Solid marketing can do wonderful things for your business, but it can be easy to get distracted and waste your time.
Similar to my recent post “Can you speed it up?“, people can often do things in marketing that have the opposite of the intended effect. In the book “Trying Not To Try“, the author shares a thought from Chinese philosopher Mecius:
“In the state of Song there was a man who, worried because his sprouts of grain were not growing fast enough, decided to go out to his field and pull on them. Without any idea of what he’d done, he returned home and announced to his family, ‘I am really exhausted today, I’ve been out in the fields helping the sprouts to grow!’ Alarmed, his sons rushed out to the fields to take a look and saw that all the sprouts had shriveled and died.” This episode is the basis of a modern Chinese saying, “pulling on the sprouts to help them grow,” which refers to any effort that has thoroughly counterproductive results.

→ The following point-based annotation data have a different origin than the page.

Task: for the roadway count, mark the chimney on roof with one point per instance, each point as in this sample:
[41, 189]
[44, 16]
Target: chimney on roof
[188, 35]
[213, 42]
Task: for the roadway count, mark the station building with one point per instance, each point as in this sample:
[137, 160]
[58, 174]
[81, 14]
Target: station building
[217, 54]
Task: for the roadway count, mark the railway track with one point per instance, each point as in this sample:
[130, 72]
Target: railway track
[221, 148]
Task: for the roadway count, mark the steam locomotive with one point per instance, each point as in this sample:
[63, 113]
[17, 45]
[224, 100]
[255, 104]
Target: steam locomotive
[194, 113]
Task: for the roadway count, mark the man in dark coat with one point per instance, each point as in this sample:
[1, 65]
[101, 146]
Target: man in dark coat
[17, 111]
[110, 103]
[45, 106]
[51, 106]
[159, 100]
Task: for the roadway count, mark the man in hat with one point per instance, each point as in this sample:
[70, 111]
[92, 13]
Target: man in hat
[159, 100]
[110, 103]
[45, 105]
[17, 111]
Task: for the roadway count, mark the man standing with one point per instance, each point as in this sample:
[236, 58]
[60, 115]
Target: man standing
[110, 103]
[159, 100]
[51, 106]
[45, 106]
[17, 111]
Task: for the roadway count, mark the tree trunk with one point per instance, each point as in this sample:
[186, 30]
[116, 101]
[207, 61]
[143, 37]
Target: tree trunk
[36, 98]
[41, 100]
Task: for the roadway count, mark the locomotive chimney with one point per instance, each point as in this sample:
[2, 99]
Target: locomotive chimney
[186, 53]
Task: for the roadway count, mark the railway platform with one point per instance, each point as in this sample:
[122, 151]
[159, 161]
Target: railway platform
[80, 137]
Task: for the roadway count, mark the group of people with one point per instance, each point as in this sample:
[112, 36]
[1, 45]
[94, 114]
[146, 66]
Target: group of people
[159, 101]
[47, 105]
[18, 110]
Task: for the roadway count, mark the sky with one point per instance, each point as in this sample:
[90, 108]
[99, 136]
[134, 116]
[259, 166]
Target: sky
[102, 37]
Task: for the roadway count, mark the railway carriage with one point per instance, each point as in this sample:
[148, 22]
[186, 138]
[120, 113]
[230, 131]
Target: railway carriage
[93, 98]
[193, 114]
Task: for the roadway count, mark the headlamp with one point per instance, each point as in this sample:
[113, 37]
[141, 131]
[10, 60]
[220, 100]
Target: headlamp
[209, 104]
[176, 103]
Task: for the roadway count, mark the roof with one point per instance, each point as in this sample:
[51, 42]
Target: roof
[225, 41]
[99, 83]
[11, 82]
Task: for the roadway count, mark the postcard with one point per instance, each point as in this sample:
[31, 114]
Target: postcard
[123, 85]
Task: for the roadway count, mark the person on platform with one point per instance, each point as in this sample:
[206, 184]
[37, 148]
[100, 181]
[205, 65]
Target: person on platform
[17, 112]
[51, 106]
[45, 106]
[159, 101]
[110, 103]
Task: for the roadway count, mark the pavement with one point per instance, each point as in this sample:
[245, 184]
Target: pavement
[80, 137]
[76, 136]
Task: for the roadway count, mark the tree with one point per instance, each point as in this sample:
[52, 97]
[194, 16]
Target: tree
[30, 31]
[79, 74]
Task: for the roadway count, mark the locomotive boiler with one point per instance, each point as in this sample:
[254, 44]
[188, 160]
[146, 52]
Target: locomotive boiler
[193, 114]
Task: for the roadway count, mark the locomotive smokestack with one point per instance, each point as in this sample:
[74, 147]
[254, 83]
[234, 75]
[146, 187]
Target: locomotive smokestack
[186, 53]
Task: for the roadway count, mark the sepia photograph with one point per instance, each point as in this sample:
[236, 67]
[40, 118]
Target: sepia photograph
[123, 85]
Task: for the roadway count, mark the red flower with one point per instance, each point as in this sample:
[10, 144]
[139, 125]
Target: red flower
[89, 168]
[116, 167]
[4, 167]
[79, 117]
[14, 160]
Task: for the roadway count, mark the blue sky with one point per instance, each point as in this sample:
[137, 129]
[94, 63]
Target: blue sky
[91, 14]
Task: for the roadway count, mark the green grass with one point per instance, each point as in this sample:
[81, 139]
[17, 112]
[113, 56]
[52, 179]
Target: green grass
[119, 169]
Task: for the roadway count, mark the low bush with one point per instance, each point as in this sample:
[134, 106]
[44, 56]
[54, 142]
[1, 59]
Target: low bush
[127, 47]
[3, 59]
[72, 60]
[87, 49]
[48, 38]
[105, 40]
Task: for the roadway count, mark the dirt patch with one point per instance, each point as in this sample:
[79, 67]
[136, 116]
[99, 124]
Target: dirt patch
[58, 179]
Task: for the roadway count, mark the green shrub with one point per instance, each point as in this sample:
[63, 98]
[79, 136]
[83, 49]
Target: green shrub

In the world of marketing I see this come up in a few ways:
- People clicking their own results in the search engine to try to rank better.
- People buying keyword-rich domain names (like high-quality-dress-shirts.com) and redirecting them to their site to help with ranking.
Neither of those will work at all — you’re just wasting your time and money.
The worst thing I often see is people going full steam ahead without any kind of plan. They’ll be posting on Facebook 20x daily when their main audience is on LinkedIn or they’ll start spending money running Google Ads without tightening up their website first.
Those make them like the man pulling sprouts in the field. They’ll work hard and be proud of their effort, but they’ll actually be making things worse.
Do your research, develop a plan, and then make sure that all subsequent efforts are in line with what you’ve put together.